I can’t sleep.
I tried reading. I downloaded three separate books onto my Kindle, but none of them held my attention. I peed twice. I watched a few videos on YouTube, but I heard screen time is bad for sleep so I shut it off.
And that’s when I got out of bed and started pacing.
Unsurprisingly, this pulls Sam from sleep. He sits up in bed, rubbing his eyes and yawning. He turns on the lamp by the bed and stares at me in disbelief. “Abby, it’s two in the morning.”
“I can’t sleep.”
“Yeah, I gathered that.”
There was a stressful time I had at work four years ago, which coincided perfectly with the peak of our infertility issues. I had a lot of trouble sleeping then too. I’d routinely be up at two in the morning, pacing our bedroom.

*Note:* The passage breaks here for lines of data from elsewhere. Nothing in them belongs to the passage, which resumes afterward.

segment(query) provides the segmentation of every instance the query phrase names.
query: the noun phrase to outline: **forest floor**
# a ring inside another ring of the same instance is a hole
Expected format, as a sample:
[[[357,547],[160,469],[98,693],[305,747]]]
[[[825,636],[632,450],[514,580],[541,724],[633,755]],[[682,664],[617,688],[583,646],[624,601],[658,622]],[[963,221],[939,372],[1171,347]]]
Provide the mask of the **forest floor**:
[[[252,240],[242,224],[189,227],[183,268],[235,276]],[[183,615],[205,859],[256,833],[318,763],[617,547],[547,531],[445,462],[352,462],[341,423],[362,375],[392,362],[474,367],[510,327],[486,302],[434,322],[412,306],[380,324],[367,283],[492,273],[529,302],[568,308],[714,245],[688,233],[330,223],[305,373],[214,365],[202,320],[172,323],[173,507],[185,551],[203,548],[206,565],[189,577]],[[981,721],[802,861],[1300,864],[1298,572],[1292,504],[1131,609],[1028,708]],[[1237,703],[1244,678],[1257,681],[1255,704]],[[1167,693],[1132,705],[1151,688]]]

I have to give it to Sam—he was great about it. He used to get up with me, and the two of us would sit in the kitchen together, talking and drinking warm milk. That’s how I knew he’d be a great dad to a newborn. He didn’t mind getting up in the middle of the night to make me milk. And somehow, that made it even worse. Because I wanted a child not just for me, but also for him.
“I screwed up a meeting today at work,” I say, as I perch down at the edge of the bed. “A really important meeting. I put up the wrong images. It was a disaster.”
“Oh.” Sam rubs his eyes again. “So… what? Are you unemployed now?”
“No.”
“Then you’ll make it right again. You always do.” “What if I don’t?”
He shrugs. “Well, we’re going to have a baby soon. You can stay home if you want.”
“You know I don’t want to do that! I’ve worked really hard to get where I am!” I put my hands on my hips. “Anyway, you don’t earn enough
money on your own. We’d have to start going through my savings.” “I earn enough for us to get by.”
“Not really.”
He gives me a look. Sam rarely seems resentful of the fact that I earn twice as much as he does or that we had to use my trust fund to put down money on our condo. But sometimes I get the feeling it bothers him more than he lets on.
In any case, this isn’t making me feel any better. I pace across our small bedroom, my heart pounding in my chest. Why can’t I shut down my thoughts? What’s wrong with me?
“Don’t you have those sleeping pills?” Sam says. “From when you were having trouble sleeping before?”
“Maybe…” I think they’re still in the medicine cabinet. “But they’re four years old. They’ve probably expired.”
He yawns. “Maybe tomorrow you should call your doctor to get another prescription.”
“I don’t want to rely on pills to sleep.”
“Yeah, you just want to spend the night pacing the apartment.” He has a point. “Okay, I’ll call my doctor tomorrow.”
Sam rubs his eyes again. He looks so sexy right now, his dark hair disheveled, the stubble on his chin—also, he sleeps shirtless. So there’s that.
I can think of one thing that might relax me…
“Hey.” I climb back onto the bed, but this time onto Sam’s side. “You feel like fooling around…?”
“Uh…”
I frown at him. Is the answer not yes?
He looks a little uncomfortable. “I mean, yes, of course I do. But… well, I’ve got an eight a.m. lecture tomorrow and…”
Oh my God, is Sam blowing me off? He’s never blown me off! Not in all our years of dating and marriage has he ever refused a request for sex. Never. It’s made me feel guilty in the past because there have been times he’s wanted it and I turned him down because of (ironically) an early meeting. But Sam always says yes. Even when he had an early lecture, he was always willing to trade sleep for sex. Always.
Why isn’t he interested anymore? Does it have anything to do with the text messages he’s still getting regularly on his phone?
“Okay, fine,” I say as I roll off him. “Whatever.” “I’m sorry, Abby.”
Now he’s apologizing to me for blowing me off. If anything could make me feel worse, it’s that.
“Don’t worry about it,” I say. “Tomorrow night,” he promises. “Yep.”
He looks at me for a moment, then shakes his head and shuts off the light. He rolls over, trying to get back to sleep, and after a few minutes, the sound of his soft snoring fills the room.
Sam’s phone is plugged in and resting on the windowsill. I know his password by heart. It would be very easy to go over there and check his text messages. See what he and Monica have been discussing so enthusiastically these last several weeks. But that would be a major betrayal of his trust.
I couldn’t do that. Or could I?
Sam isn’t interested in sex with his wife. Isn’t that a sign of another woman in his life? I’ve certainly got probable cause here.
But I can’t do that to Sam. I trust him. He wouldn’t cheat on me. He
wouldn’t.
I’m still staring at his cell phone when I eventually drift off to sleep.